• image
  • image
  • image
logo logo
  • Home
  • View Jobs
  • Services
  • About Us
  • Blog
  • Contact Us
img img

A book is more than what it is (Part IV)

September 30, 2022 The Editorial Board- Teamware Solutions

Exploratory analysis with python

Recap

We have so far read the text out of PDF files. We ran PoS tagging on the text read from the PDF files. In this process also experimented whether there is a difference in generating PoS tags with corpus or a section of the text. The outcome; we know there is difference. It is more relevant to generate PoS tagging using the entire corpus. In this dispatch we tread the journey to load this data in Cosmos DB.

Principle

We have so far read and stored data in the memory of the process. One of the common risks associated with such approach is; we will have to run the entire process if we want to inspect a small aspect of such processing. This can often grow to be painful if we are in early stage of experimentation. What we mean by that is; there will be multiple iterations and running the entire process every time after few iterations becomes counterproductive. Thus, it is prudent to create an exit ramp in experimental processes. The exit ramp is essentially saving the data to disk.

Hey but wait are we not doing that with the CosmosDB. Yes certainly. But you will agree the cost of writing code to save the data to CSV is far cheaper that persisting the data to Cosmos DB. The Cosmos DB is a great destination for analysing the data but is not a good low-cost destination for intermediate storage.

So, the principle we want to highlight here is create enough exit ramps in the operations that can aide in analysis and resumption of the entire experimentation process multiple times.

Creating the exit ramp

Let us use the simple and basic approach to write csv namely –

 

print(“column1 value, column2 value, column 3 value\n”)

 

Yes, it is that simple. But there are so many small things that will look like rocks if not managed well. E.g. the comma itself being present in the text. We will have to escape it with double quotes for being csv safe. But we can take an alternate route; we use a library that is known for such processing and is commonly used pandas. We do that with

   

pip install pandas

 

By using pandas, we will first store the data in data frame and in a safe manner call the pandas function to save the data to csv.

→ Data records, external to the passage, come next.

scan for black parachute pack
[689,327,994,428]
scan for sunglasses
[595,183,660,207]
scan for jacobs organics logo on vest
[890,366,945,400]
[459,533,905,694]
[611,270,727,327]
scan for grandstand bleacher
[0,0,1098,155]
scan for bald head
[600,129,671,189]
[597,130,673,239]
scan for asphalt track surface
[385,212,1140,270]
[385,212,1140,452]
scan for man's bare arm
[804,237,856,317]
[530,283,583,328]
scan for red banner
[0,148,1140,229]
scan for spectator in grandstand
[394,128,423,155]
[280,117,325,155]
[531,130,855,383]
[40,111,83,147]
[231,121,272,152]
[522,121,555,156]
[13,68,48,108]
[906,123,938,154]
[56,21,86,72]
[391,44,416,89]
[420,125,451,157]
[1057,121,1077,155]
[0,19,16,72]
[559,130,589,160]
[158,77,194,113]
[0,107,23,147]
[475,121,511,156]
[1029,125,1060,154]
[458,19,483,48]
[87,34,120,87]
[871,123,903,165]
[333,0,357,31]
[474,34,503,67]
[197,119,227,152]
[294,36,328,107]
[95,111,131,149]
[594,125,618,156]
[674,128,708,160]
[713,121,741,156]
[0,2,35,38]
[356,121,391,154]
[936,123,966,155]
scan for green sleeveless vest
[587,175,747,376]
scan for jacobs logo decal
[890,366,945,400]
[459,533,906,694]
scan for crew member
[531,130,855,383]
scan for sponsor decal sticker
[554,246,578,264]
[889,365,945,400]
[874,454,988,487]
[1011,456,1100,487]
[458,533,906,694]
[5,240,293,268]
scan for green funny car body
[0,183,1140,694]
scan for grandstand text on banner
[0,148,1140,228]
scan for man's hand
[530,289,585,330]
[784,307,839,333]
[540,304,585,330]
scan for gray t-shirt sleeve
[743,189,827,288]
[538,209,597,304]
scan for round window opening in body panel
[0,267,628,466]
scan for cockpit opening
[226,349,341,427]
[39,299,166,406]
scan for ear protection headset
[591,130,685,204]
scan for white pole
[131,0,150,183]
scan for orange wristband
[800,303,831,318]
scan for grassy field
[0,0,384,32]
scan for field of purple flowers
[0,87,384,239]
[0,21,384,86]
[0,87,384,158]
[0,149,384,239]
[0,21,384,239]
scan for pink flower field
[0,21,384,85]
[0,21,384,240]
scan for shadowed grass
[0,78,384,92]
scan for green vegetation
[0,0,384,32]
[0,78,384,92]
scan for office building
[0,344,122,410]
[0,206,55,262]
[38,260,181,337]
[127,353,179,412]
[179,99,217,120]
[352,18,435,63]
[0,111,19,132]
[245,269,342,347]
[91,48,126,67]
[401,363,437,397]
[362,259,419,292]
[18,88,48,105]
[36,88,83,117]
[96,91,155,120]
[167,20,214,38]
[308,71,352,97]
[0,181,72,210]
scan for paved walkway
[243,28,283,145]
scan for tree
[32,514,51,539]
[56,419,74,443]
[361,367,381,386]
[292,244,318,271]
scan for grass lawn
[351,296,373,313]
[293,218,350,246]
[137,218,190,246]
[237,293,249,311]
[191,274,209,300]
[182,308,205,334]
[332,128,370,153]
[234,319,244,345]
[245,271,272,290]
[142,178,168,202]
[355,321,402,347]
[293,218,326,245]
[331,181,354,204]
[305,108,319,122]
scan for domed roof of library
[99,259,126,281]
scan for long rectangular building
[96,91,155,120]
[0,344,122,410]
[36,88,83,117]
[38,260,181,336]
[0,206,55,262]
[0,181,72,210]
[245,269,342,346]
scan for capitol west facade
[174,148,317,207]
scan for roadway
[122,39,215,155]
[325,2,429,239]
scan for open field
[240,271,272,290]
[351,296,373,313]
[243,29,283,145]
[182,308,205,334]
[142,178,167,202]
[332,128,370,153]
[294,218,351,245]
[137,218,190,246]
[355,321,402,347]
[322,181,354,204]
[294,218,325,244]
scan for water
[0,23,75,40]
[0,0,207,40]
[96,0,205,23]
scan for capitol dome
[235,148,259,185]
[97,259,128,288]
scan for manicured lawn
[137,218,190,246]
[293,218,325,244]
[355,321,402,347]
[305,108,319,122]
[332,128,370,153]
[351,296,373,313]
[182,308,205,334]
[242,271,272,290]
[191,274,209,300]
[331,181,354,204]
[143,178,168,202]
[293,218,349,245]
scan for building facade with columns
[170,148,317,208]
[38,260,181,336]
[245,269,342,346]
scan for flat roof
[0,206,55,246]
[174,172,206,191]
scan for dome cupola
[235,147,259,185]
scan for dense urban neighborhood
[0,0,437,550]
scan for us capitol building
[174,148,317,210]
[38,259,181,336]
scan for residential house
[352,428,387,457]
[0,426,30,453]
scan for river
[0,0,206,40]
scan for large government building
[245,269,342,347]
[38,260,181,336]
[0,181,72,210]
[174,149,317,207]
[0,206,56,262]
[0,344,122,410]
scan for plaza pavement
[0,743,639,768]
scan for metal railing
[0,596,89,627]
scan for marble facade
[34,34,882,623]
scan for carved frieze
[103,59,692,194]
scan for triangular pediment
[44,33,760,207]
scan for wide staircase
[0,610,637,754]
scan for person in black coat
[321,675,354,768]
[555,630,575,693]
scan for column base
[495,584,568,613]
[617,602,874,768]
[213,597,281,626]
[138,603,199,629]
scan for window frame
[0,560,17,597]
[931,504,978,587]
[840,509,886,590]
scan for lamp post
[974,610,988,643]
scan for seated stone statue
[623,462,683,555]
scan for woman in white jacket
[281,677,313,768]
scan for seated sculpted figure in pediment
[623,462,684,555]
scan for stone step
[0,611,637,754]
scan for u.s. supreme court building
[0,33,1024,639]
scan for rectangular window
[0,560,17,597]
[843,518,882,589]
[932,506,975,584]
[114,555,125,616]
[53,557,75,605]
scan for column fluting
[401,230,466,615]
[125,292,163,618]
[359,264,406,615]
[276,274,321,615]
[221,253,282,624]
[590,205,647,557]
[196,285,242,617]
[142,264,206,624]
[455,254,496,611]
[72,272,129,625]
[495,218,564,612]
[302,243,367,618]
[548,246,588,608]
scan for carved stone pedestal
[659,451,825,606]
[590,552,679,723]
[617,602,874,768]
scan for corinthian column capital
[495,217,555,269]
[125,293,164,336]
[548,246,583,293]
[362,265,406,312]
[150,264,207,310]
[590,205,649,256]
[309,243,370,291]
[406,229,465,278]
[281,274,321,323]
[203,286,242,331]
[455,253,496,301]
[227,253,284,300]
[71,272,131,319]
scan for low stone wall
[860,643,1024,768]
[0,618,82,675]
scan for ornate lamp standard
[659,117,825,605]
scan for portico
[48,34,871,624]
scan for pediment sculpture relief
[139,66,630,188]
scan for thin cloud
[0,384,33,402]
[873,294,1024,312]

Next, we decide on where to place the exit ramp. It is prudent to place it after the PoS tags are generated. Based on what we need to store in the Cosmos DB we will need these in the csv –

Word as in text

POS Tag

data

data

For us to reach here we need to create the pandas data frames with these two columns. Let us say we save this script in the same location as client for storing data in CosmosDB. We call this script as storage\export_data_csv.py

import pandas as pd

def export_to_csv(tagged_data, csv_file_path):

   data_df = pd.DataFrame(tagged_data)

   data_df.to_csv(csv_file_path)

 

At this moment it is imperative that we peak into the Orchestrator.py. This is the file which is running the entire experimentation process. In that pipeline we invoke this script to mount an exit ramp. So, let us peek into the Orchestrator.py

from .basic_file_read import read_entire_document

from .nlp import tag_words

from .storage import export_to_csv

 

filepath = “data\tale_of_two_cities.pdf”

print(“We read the pdf file as text”)

text_content = read_entire_document(filepath)

print(“We next tag the words using nltk library”)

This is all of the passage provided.